Feature

Also of interest...in romance deciphered

I Do and I Don’t
by Jeanine Basinger (Knopf, $30)
Jeanine Basinger’s study of marriage in the movies is “never less than fascinating,” said Sara Vilkomerson in Entertainment Weekly. Deconstruct-ing a century of cinema, from pre–World War I slapstick to 2010’s The Kids Are All Right, the film historian identifies many of the tropes Hollywood relies on in depicting marriage and finds today’s screenwriters increasingly willing to give love stories ambiguous endings. The result is a “thoroughly entertaining” lesson in history and pop psychology.

Love in the Time of Algorithms
by Dan Slater (Current, $26)
The rise of computer-based matchmaking provides “rich anthropological loam” for journalist Dan Slater, said Philip Delves Broughton in The Wall Street Journal. Beginning with an early Match.com prototype (a 1964 system invented by a forlorn Harvard undergrad), Slater explores how romance has been transformed by technology—creating previously impossible happy endings but also encouraging groups of American men to go shopping for wives in distant, impoverished lands. 

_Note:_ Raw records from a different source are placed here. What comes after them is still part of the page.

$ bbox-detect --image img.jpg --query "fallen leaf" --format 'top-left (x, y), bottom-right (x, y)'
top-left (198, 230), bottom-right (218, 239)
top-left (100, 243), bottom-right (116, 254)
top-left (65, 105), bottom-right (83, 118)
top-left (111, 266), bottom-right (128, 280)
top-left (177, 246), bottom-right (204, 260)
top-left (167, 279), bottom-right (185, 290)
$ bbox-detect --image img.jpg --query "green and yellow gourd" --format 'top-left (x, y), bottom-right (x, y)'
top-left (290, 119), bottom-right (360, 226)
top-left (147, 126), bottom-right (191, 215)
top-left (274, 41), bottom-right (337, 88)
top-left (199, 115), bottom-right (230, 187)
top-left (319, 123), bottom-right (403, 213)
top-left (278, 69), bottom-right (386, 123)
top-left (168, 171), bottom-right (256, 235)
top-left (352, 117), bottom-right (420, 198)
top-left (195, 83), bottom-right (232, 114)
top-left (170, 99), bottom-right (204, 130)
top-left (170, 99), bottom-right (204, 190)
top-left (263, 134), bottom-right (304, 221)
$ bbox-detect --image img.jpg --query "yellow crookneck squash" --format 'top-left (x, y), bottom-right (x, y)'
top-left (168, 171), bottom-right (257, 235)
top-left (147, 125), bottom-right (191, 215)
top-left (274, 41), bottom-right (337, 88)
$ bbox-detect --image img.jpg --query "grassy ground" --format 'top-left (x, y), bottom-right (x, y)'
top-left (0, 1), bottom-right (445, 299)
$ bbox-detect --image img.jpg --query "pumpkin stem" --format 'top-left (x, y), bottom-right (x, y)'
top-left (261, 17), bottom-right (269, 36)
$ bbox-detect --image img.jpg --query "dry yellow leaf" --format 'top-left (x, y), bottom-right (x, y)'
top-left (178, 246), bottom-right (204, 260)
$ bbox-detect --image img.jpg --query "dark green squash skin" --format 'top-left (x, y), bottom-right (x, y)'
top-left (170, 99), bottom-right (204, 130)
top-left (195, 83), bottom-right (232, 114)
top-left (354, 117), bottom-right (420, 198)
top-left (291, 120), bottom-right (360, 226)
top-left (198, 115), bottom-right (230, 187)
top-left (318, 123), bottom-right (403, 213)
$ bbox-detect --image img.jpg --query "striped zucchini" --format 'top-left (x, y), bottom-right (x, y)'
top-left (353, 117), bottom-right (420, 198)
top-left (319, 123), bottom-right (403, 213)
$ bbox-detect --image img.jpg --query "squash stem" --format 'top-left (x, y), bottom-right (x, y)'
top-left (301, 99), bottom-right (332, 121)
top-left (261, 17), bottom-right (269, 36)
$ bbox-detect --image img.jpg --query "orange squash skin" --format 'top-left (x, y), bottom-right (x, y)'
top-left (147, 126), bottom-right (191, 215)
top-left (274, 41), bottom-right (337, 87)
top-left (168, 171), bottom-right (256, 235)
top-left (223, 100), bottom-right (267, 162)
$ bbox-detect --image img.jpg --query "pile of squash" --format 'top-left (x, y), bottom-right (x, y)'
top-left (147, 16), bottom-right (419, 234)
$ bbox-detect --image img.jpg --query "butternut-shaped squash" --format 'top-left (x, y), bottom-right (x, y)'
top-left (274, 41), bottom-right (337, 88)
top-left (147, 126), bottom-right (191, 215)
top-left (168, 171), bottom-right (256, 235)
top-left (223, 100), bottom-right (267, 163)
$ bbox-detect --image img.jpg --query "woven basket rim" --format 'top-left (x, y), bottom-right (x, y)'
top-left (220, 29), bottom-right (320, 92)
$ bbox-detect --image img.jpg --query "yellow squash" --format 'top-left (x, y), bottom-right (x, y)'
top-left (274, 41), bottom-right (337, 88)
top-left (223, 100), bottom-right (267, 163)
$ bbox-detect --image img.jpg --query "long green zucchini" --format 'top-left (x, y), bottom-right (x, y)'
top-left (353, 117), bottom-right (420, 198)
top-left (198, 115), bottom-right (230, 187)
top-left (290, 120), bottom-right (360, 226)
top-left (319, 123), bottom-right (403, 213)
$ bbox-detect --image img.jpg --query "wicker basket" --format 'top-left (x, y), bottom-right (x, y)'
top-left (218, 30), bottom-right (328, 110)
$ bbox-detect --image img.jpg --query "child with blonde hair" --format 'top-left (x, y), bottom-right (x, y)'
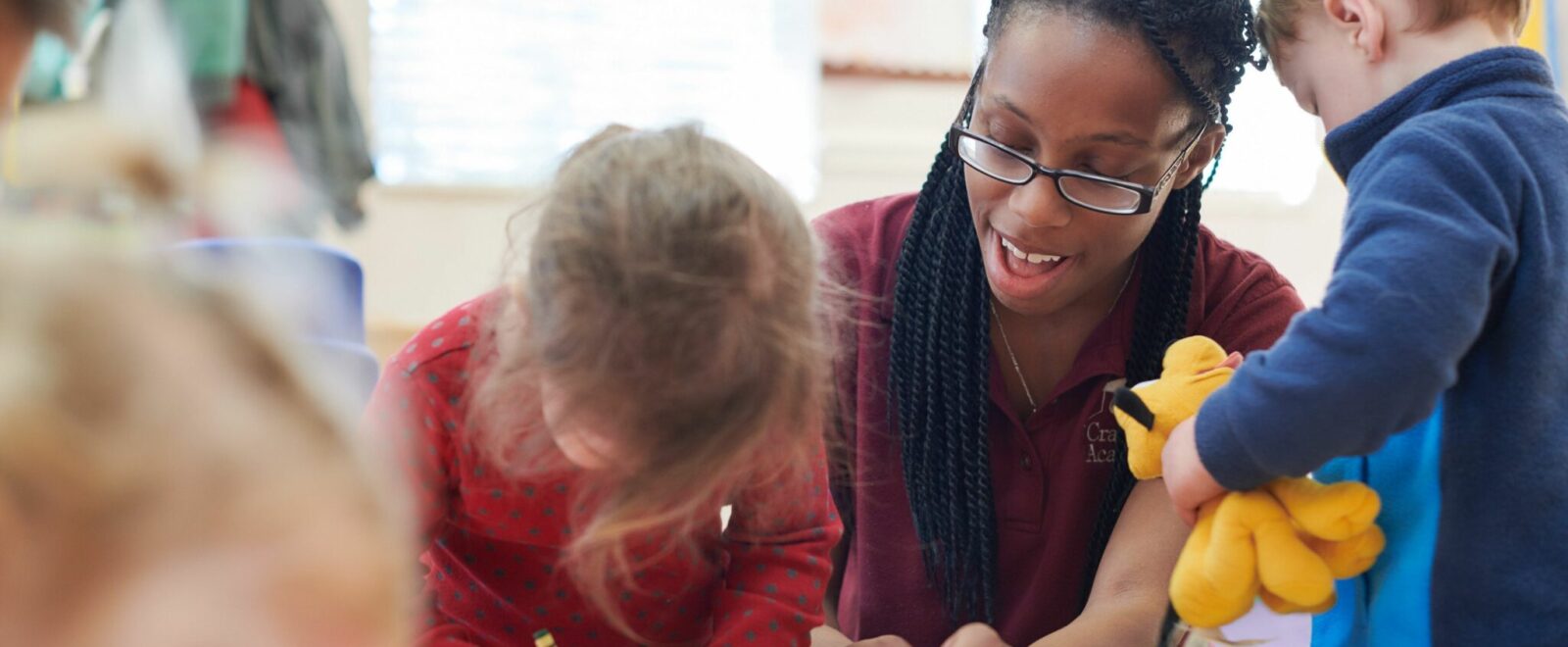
top-left (371, 122), bottom-right (842, 647)
top-left (0, 230), bottom-right (414, 647)
top-left (1163, 0), bottom-right (1568, 645)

The Last Girlfriend on Earth
by Simon Rich (Reagan Arthur, $20)
Some of the 30 humorous short tales in Simon Rich’s new collection are “all punch line,” said Mythili Rao in TheDailyBeast.com. The male in a coed astronaut team proposes a study on the effects of zero gravity on human mating; dogs search for their soul mates through Craigslist’s “missed connections” service. But even when some of Rich’s sketches about the quest for love touch messier emotions, there’s “an endearing simplicity” about his outlook. Love, in his world, is still capable of conquering all.

Prosperous Friends
by Christine Schutt (Grove/Atlantic, $24)
In Christine Schutt’s third novel, the gradual dissolution of a marriage is chronicled in “terse sentences that read like poetry,” said Rosanna Xia in the Los Angeles Times. So austere is the language that much of what’s come to divide a vain writer and his depressed wife goes unexplained. But by cutting from one well-wrought scene to another, Schutt keeps the novel moving at a lively pace as the characters come to understand the divide between self-image and the things that each has done.